Die Heinrich-Böll-Stiftung hat sich in einer Studie mit der Frage auseinandergesetzt, welche Auswirkungen Gewalterfahrungen für die Bereitschaft zum politischen Engagement haben. Die Studie erscheint im Sommer. Hier einige erste Ergebnisse. Beleidigungen und Bedrohungen werden von den Politiker/innen nach wie vor recht häufig als individuelle Bedrohung, also als Einzelfall, wahrgenommen. Oftmals ist gar nicht klar, ob dieses Thema angesprochen werden soll oder ob es nicht doch ein Teil des „Risikos“ politischen Engagements ist. Dabei zeigt sich gerade in der Summe der Interviews deutlich, dass es sich im Kern um ein systematisches Problem handelt. Die Bedrohung und Beleidigung der Politik vor Ort muss daher als gesamtpolitisches Problem verstanden und entsprechend auch gesellschaftsöffentlich angegangen werden. Viel zu häufig müssen bedrohte Kommunalpolitiker/innen einen privaten Umgang mit der Bedrohung suchen, gerade weil es – mangels öffentlicher Debatte und mangels struktureller Ansätze als Einzelfall abgetan wird.

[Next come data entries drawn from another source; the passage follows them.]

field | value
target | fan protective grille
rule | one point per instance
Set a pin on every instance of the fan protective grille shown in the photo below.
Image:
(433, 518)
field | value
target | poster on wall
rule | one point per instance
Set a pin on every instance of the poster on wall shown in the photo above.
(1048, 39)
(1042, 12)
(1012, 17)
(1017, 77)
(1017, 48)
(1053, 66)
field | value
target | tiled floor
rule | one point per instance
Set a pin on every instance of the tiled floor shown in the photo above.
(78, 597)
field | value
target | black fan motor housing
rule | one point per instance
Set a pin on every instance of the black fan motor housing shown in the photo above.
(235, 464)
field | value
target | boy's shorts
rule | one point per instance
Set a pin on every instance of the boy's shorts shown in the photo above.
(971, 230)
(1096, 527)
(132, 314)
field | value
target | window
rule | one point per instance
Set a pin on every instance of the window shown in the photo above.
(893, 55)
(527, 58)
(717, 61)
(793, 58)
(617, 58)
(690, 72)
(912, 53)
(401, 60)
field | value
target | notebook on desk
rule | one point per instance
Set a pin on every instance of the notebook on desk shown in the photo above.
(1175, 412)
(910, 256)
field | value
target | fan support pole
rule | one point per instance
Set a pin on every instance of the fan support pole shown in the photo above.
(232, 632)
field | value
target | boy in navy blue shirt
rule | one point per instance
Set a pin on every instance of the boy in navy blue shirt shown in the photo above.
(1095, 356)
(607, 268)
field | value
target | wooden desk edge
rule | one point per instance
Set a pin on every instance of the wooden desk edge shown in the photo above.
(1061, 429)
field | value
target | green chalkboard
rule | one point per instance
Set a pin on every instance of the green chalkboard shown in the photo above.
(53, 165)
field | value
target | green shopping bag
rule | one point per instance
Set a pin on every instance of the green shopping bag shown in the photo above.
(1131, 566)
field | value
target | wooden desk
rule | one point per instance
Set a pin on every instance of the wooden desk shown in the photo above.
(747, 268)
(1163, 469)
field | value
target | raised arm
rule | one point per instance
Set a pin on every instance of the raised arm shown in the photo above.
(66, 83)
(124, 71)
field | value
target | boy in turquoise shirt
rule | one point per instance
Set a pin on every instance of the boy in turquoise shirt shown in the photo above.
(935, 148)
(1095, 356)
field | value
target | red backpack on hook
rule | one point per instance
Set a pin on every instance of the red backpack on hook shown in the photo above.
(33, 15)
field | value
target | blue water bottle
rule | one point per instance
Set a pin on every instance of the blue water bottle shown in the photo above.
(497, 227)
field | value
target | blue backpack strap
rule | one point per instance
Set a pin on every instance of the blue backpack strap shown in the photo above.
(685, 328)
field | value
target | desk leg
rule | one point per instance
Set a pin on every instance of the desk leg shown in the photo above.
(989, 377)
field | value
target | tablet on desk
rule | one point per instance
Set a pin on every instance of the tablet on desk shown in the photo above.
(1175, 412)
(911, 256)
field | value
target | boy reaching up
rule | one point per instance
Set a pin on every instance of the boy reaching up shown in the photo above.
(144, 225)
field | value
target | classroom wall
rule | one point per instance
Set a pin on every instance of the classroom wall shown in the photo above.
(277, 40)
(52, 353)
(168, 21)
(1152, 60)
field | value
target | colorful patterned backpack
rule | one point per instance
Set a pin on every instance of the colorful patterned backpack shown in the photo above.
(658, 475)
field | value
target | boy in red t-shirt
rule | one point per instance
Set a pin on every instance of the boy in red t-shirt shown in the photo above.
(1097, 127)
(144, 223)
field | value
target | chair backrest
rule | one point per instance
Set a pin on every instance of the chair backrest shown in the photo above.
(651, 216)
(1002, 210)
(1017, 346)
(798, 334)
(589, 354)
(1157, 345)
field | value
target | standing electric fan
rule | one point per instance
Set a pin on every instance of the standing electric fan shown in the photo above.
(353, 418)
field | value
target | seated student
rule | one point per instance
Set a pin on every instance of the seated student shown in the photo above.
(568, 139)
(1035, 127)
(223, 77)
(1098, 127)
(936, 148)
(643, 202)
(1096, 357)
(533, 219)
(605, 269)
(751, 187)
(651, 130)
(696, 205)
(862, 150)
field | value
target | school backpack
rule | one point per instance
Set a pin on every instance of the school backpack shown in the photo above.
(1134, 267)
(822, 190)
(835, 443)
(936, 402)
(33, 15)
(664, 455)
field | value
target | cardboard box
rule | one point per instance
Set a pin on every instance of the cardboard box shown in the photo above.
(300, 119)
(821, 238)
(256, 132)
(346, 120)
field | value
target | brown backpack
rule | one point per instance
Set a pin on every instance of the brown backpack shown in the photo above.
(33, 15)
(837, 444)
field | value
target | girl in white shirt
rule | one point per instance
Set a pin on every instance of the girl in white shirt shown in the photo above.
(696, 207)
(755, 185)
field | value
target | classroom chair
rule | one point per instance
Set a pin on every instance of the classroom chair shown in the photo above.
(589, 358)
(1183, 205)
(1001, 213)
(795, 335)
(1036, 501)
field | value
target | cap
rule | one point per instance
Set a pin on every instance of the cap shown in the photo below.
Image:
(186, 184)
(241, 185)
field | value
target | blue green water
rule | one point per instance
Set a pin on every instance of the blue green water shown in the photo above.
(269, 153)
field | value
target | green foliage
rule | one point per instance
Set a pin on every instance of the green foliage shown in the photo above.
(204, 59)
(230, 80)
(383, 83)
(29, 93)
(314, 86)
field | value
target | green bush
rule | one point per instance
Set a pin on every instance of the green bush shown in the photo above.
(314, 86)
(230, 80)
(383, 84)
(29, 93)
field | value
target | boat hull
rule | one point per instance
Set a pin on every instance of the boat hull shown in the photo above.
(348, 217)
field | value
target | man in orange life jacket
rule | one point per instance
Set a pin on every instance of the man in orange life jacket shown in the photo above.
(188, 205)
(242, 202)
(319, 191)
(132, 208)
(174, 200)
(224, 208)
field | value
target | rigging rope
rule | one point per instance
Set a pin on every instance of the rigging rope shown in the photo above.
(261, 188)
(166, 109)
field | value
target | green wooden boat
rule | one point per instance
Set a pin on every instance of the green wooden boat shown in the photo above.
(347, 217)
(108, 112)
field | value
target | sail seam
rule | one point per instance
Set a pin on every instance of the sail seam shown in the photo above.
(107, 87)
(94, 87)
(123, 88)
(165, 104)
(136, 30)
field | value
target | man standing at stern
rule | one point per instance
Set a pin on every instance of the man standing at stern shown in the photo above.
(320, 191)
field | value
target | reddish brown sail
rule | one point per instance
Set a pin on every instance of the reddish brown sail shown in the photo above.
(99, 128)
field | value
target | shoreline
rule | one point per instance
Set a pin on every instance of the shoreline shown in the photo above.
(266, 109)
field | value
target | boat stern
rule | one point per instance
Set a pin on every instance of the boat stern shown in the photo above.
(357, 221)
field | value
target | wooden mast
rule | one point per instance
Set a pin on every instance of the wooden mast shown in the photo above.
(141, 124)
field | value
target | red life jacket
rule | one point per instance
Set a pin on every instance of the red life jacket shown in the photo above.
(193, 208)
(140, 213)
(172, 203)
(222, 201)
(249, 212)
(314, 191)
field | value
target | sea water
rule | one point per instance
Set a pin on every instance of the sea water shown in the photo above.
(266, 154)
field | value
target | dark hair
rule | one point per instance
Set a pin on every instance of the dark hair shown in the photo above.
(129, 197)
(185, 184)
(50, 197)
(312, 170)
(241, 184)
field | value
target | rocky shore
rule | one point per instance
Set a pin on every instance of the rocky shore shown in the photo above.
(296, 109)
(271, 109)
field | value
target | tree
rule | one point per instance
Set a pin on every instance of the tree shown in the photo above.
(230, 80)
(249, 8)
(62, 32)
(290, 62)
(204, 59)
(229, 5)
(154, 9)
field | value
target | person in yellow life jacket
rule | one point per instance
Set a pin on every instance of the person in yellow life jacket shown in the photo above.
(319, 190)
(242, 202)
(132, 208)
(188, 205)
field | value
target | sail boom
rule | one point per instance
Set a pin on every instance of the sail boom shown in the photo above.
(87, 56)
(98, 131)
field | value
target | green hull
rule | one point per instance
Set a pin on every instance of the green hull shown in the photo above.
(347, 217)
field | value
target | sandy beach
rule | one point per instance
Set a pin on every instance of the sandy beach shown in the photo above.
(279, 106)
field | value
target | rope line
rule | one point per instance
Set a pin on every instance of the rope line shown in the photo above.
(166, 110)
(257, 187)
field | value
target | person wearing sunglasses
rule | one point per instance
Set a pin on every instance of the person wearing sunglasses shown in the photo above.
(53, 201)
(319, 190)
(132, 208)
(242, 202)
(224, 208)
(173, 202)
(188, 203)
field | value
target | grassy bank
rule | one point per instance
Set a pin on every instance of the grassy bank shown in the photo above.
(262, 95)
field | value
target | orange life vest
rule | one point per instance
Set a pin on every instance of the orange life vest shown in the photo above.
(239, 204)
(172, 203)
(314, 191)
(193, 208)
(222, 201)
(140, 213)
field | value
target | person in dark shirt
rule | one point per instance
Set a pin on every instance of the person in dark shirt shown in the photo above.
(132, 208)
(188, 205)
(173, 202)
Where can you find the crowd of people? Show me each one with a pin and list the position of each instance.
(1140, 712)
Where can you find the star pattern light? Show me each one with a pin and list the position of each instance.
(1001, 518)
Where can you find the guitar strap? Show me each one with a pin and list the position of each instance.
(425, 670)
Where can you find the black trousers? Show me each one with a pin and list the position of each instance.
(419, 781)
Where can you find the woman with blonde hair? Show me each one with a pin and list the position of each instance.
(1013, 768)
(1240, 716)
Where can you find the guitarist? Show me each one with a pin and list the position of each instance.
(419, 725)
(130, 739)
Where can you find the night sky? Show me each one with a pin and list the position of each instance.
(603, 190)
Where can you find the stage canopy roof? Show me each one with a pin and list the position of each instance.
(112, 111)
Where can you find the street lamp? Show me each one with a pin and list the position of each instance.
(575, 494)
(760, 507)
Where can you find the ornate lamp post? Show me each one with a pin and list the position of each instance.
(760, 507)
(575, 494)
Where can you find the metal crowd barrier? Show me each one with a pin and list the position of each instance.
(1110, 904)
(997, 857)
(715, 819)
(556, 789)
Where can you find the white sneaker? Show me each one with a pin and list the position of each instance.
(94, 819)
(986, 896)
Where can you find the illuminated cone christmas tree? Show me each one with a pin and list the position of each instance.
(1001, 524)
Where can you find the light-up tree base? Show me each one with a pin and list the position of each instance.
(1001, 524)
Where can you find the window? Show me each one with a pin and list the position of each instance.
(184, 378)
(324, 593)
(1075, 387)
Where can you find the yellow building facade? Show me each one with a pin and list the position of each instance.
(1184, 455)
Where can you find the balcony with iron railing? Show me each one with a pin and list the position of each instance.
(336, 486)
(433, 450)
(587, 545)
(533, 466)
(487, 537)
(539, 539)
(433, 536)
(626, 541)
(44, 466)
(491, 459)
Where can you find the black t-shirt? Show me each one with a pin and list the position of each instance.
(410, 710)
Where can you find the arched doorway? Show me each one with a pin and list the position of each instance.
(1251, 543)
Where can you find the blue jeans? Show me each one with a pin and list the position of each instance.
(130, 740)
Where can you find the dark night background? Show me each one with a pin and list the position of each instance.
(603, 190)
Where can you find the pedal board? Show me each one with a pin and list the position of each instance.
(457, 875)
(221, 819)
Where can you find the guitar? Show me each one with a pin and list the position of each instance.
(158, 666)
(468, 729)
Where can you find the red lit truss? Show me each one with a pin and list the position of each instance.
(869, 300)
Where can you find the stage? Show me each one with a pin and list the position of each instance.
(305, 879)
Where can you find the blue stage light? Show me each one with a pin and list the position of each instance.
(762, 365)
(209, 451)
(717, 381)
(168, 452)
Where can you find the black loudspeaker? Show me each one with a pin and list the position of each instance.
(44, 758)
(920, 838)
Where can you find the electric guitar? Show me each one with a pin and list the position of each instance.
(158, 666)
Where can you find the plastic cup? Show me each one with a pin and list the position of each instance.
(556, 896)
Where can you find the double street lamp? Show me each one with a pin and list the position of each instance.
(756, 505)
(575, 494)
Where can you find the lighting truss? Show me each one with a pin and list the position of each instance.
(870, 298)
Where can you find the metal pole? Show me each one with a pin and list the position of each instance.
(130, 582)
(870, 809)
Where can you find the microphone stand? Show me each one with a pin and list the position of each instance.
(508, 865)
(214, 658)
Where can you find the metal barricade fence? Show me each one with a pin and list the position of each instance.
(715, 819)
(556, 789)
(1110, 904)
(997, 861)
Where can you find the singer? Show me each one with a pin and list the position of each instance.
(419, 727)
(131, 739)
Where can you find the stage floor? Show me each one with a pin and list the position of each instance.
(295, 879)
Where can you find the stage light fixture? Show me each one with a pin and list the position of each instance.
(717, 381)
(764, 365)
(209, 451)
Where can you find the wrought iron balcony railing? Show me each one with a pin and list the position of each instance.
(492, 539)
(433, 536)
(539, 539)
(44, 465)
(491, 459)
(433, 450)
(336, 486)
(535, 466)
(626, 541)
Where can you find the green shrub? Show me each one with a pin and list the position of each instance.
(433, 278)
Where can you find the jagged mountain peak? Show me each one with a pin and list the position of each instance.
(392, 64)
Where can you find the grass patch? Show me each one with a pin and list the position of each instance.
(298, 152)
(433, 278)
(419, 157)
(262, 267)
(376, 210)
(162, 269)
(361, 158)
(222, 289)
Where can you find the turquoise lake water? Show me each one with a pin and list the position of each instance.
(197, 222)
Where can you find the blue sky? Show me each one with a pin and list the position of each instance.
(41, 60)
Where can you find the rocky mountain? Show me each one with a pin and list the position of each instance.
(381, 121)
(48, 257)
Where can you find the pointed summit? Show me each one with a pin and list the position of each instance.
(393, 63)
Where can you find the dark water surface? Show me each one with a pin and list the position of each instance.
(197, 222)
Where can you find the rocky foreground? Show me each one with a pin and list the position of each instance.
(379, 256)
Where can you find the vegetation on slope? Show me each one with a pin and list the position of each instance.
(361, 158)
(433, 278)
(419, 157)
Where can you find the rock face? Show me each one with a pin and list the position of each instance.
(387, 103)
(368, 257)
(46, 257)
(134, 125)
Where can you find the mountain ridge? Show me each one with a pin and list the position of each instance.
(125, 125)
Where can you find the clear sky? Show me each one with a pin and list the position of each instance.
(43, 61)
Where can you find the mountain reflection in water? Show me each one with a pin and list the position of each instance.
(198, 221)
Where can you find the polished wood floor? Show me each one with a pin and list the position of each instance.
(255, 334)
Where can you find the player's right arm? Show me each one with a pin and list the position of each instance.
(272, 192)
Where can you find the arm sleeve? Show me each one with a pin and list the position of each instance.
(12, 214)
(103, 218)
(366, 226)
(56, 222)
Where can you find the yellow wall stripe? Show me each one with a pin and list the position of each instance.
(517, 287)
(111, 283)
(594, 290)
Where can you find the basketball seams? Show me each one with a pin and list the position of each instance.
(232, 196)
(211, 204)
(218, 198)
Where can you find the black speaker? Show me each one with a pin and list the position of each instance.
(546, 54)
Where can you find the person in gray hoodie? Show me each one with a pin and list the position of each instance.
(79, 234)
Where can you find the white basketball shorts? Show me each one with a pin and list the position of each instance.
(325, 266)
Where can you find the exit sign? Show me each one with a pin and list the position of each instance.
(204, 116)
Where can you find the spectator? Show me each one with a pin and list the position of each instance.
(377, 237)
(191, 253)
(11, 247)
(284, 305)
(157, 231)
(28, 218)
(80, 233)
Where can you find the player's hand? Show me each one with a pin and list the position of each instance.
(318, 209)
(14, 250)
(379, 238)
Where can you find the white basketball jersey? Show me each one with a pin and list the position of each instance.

Gerade diese „Privatisierung“ des Umgangs ist besonders herausfordernd und belastend: Kommunale Politik im Ehrenamt erfolgt oft im heimischen Wohn- oder Arbeitszimmer, es gibt oft keine hauptamtliche Arbeitsausstattung, die verbale Angriffe in Mails und Briefen abfängt, dafür wird es sehr schnell persönlich, wenn die Drohungen wortwörtlich in der privaten Wohnung ankommen. Gerade deshalb muss das langsam wachsende Bewusstsein von politisch motivierter Gewalt als gemeinschaftliche Bedrohungslage zu einer institutionellen Reaktion führen, also beispielsweise in Form einer strukturierten Beratungsinfrastruktur, die gerade ehrenamtlichen Politiker/innen die gebotene Unterstützung bietet. Diese muss schon dann ansetzen, wenn Beleidigungen und Bedrohung sich einer justiziellen Verfolgung entziehen. Denn es muss gelten: Eine vielfältige Demokratie bedarf intensiver Debatten um politische Inhalte, sie darf aber in keinem Fall Gewalt gegen diejenigen tolerieren, die sich in diesen so essentiellen Diskursen haupt- und ehrenamtlich für die demokratische Gesellschaft engagieren.


Quellen

BMI/BKA (2020): Politisch motivierte Kriminalität im Jahr 2019. Bundesweite Fallzahlen, 12.05.2020, abrufbar unter https://www.bmi.bund.de/SharedDocs/downloads/DE/veroeffentlichungen/2020/pmk-2019.pdf?__blob=publicationFile&v=8 (Stand: 28.05.2020).

Jana Faus/Andrina Jurrat/Sebastian Bukow (2020): Beleidigt und bedroht. Arbeitsbedingungen und Gewalterfahrungen von Kommunalpolitiker/innen in Deutschland. (Heinrich-Böll-Stiftung; im Erscheinen).